Valerie Brader, the executive director of the Michigan Agency for Energy and Dan Wyant, the director of the Michigan Department of Environmental Quality, said data collected this fall indicated that Michigan would be in compliance with the EPA’s carbon rule until 2025 to 2028. At that point, the state will take additional measures to continue with compliance.
State officials said they plan to close 25 coal-fired plants by 2020.
“Our early actions mean that the state can comply with the EPA’s carbon rule emission requirements for at least the next 10 years just by continuing a ‘no regrets’ energy strategy,” said Brader in a statement.
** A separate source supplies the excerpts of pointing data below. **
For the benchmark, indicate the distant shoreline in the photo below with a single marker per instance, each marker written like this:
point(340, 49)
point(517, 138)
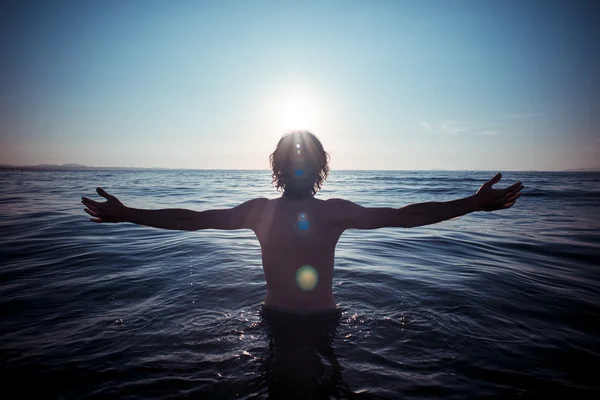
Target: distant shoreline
point(80, 167)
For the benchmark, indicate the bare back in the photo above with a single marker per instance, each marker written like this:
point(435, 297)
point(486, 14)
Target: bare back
point(298, 247)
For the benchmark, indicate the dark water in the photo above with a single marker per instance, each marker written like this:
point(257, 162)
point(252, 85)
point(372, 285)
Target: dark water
point(502, 305)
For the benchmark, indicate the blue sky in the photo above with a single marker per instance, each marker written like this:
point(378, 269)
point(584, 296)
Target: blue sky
point(495, 85)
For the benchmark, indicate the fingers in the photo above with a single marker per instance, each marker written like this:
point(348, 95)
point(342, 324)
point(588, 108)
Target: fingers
point(514, 186)
point(494, 180)
point(508, 205)
point(89, 202)
point(102, 193)
point(92, 213)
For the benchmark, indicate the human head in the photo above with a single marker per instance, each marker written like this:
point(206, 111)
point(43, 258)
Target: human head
point(299, 164)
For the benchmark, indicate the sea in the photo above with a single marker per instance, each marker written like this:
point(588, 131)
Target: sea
point(489, 305)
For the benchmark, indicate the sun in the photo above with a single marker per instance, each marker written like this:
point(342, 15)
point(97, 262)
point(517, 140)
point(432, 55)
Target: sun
point(296, 113)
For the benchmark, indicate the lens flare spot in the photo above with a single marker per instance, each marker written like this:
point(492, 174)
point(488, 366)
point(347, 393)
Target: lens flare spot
point(302, 222)
point(303, 225)
point(306, 277)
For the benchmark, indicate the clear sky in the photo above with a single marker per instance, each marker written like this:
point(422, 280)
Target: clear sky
point(496, 85)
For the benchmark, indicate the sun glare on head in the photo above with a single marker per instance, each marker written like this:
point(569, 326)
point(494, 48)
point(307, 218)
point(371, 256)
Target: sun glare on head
point(296, 113)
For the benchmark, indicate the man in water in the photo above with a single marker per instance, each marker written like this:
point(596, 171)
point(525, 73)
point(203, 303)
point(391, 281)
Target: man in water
point(297, 232)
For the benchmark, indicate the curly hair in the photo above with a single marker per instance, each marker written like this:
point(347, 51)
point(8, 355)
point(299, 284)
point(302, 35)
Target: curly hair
point(300, 164)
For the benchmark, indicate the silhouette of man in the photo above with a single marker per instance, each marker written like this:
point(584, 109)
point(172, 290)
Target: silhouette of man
point(297, 232)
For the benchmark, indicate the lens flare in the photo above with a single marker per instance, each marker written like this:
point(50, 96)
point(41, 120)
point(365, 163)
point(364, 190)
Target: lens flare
point(302, 222)
point(306, 278)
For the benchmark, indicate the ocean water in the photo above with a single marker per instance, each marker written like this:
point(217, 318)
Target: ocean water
point(489, 305)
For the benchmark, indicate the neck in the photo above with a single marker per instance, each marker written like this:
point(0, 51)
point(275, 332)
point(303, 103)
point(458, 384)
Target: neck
point(291, 194)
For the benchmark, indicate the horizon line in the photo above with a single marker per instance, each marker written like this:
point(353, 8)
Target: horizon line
point(75, 166)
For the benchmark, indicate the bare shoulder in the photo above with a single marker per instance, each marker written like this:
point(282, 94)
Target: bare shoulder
point(340, 211)
point(338, 205)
Officials said the state will now develop an initial plan to submit to the EPA by Sept. 6, a process that will include getting input from energy providers, public and non-governmental organizations, and local governments and tribes. The state will also launch a carbon rule website in January to make it easier for stakeholders to comment on the plan’s development.
Some businesses have already made plans that align with the state’s goals. DTE Energy, along with the city of Lapeer, Mich., announced two solar projects on Monday. DTE and other Michigan utilities have also pledged support to Michigan’s plan to move forward with reducing carbon emissions.
The state will also request a two-year extension to go through the rulemaking process. Michigan plans on submitting a full plan by Sept. 6, 2018.